Multiscale Bioimaging: From Molecular Machines to Networks of Excitable Cells
Disorders of the heart and the brain are leading causes of disability and death. The electrically excitable cells of these widely distinct organs, cardiomyocytes and neurons, have surprisingly many physiological properties in common. They both rely on nanoscale functional units to produce their physiological outputs as part of electrically active networks. Importantly, many disease mechanisms that disrupt both cardiac and neural network function are rooted in such nanoscale functional units. Despite these similarities, research usually focuses on a single system, heart or brain, and on a single observation scale, such as molecules or cells or organs.
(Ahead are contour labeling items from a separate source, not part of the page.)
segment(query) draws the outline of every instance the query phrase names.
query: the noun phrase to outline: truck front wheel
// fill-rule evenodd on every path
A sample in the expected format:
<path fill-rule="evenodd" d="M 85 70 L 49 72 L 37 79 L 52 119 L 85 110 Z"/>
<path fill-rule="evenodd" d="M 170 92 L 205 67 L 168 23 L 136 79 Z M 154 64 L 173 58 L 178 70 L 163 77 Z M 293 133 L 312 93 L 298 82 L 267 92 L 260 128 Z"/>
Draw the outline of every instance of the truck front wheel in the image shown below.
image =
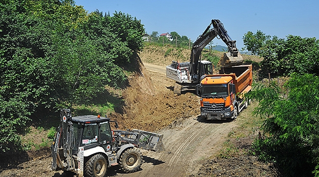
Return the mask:
<path fill-rule="evenodd" d="M 234 113 L 233 113 L 233 115 L 232 115 L 232 119 L 236 119 L 237 118 L 237 115 L 238 114 L 238 109 L 237 109 L 237 106 L 235 106 L 234 108 Z"/>
<path fill-rule="evenodd" d="M 103 177 L 106 173 L 106 160 L 100 154 L 90 158 L 85 163 L 85 173 L 86 177 Z"/>
<path fill-rule="evenodd" d="M 142 165 L 142 152 L 137 148 L 127 149 L 121 155 L 120 166 L 126 173 L 137 171 Z"/>

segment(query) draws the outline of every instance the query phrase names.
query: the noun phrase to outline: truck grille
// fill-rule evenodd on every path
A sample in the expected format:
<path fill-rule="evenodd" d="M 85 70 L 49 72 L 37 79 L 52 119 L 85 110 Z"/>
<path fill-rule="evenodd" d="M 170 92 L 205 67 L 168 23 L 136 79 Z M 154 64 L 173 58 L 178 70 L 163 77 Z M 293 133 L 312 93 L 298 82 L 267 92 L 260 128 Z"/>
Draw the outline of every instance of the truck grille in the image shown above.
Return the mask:
<path fill-rule="evenodd" d="M 204 103 L 204 109 L 211 112 L 219 112 L 225 109 L 225 103 Z"/>

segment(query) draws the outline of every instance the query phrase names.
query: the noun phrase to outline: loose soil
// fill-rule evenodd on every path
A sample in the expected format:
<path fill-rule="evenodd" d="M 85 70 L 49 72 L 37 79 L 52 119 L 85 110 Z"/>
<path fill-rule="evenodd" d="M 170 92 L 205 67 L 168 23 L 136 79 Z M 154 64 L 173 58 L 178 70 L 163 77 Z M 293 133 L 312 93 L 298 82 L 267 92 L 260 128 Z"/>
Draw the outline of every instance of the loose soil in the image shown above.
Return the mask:
<path fill-rule="evenodd" d="M 151 62 L 150 59 L 145 57 L 148 56 L 157 60 L 162 58 L 151 53 L 141 54 L 140 56 L 144 56 L 142 60 Z M 109 116 L 119 122 L 120 129 L 139 129 L 163 134 L 164 150 L 160 153 L 143 150 L 143 164 L 135 173 L 125 174 L 117 166 L 108 169 L 107 176 L 279 176 L 273 164 L 263 164 L 245 152 L 249 150 L 254 138 L 252 137 L 229 140 L 233 141 L 231 143 L 235 145 L 237 150 L 243 152 L 239 155 L 225 158 L 215 155 L 229 139 L 230 132 L 236 131 L 250 115 L 239 115 L 232 121 L 202 118 L 199 115 L 198 97 L 192 93 L 181 95 L 173 93 L 175 83 L 166 78 L 164 66 L 171 60 L 166 61 L 168 63 L 161 66 L 145 62 L 146 68 L 141 63 L 141 72 L 129 77 L 130 86 L 123 92 L 125 104 L 121 111 Z M 0 177 L 72 176 L 61 171 L 52 171 L 52 161 L 49 150 L 46 154 L 31 158 L 28 161 L 1 168 L 9 169 L 0 170 Z"/>

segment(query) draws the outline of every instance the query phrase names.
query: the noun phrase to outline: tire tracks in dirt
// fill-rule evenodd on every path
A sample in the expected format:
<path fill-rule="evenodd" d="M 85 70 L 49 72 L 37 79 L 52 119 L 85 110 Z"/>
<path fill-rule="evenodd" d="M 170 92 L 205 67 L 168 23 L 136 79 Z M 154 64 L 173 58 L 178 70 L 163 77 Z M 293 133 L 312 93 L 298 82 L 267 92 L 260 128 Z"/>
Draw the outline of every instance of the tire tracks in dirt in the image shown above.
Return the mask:
<path fill-rule="evenodd" d="M 142 170 L 123 177 L 186 177 L 196 174 L 205 159 L 216 152 L 237 126 L 236 121 L 206 121 L 193 117 L 182 124 L 159 132 L 165 150 L 144 151 Z"/>

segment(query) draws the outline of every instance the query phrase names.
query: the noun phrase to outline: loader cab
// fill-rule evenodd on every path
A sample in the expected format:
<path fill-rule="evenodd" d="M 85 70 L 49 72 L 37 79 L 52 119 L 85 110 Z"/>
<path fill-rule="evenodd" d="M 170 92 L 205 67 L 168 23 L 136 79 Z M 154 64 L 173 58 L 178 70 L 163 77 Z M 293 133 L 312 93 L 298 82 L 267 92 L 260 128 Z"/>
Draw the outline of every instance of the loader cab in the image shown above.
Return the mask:
<path fill-rule="evenodd" d="M 103 148 L 106 152 L 111 150 L 112 134 L 109 121 L 109 118 L 99 115 L 73 117 L 73 153 L 77 154 L 80 147 L 83 147 L 84 150 L 98 146 Z"/>

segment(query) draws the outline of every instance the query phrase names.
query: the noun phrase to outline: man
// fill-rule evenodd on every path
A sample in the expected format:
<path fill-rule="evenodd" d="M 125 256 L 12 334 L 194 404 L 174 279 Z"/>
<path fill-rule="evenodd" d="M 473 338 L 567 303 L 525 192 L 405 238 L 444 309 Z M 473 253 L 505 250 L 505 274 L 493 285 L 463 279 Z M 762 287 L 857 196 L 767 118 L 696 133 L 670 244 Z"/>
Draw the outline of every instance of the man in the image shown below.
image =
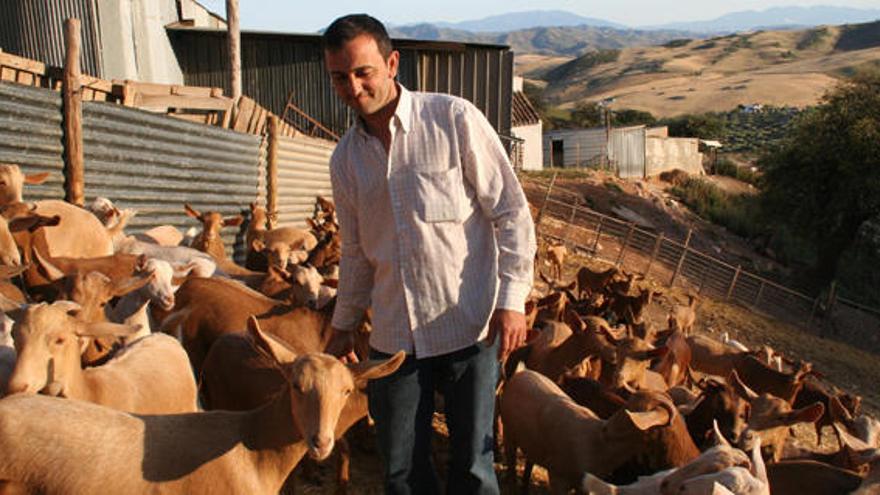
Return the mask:
<path fill-rule="evenodd" d="M 358 114 L 330 163 L 342 260 L 328 351 L 350 353 L 351 330 L 372 307 L 371 355 L 407 352 L 367 390 L 387 493 L 438 492 L 435 391 L 450 430 L 447 492 L 498 493 L 498 360 L 525 339 L 535 252 L 525 196 L 479 110 L 395 81 L 400 54 L 379 21 L 337 19 L 324 57 Z"/>

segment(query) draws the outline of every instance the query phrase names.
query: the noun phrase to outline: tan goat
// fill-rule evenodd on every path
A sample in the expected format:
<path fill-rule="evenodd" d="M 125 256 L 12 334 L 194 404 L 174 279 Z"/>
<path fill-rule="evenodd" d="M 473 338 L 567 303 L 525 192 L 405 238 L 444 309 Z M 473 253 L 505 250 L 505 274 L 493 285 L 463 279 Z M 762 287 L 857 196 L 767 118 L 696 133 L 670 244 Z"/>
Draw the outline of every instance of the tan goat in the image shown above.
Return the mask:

The goal of the cluster of excellence Multiscale Bioimaging: from Molecular Machines to Networks of Excitable Cells (MBExC) is to decipher disease-relevant nanoscale functional units in cardiac and neural excitable cells. Both in the heart and in the brain, this goal can only be attained by a multiscale approach that integrates research on nanoscale units with analyses of excitable cell networks. MBExC will provide insights that could not be achieved by studying each physiological system separately. Breakthroughs in optical nanoscopy, X-ray imaging, and electron tomography make it possible to close the gaps in our approach, e.g. between the molecular and cellular scales. In line with the role of the Göttingen Campus in pioneering such approaches, MBExC will develop and apply innovative technologies to study nanoscale functional units, and provide unique insights into both cardiac and neural networks.
In summary, MBExC will fundamentally advance our understanding of cardiac and neural nanophysiology, provide research training and career opportunities, transfer knowledge, and translate insights into novel therapies for disorders affecting the heart, the brain, or both.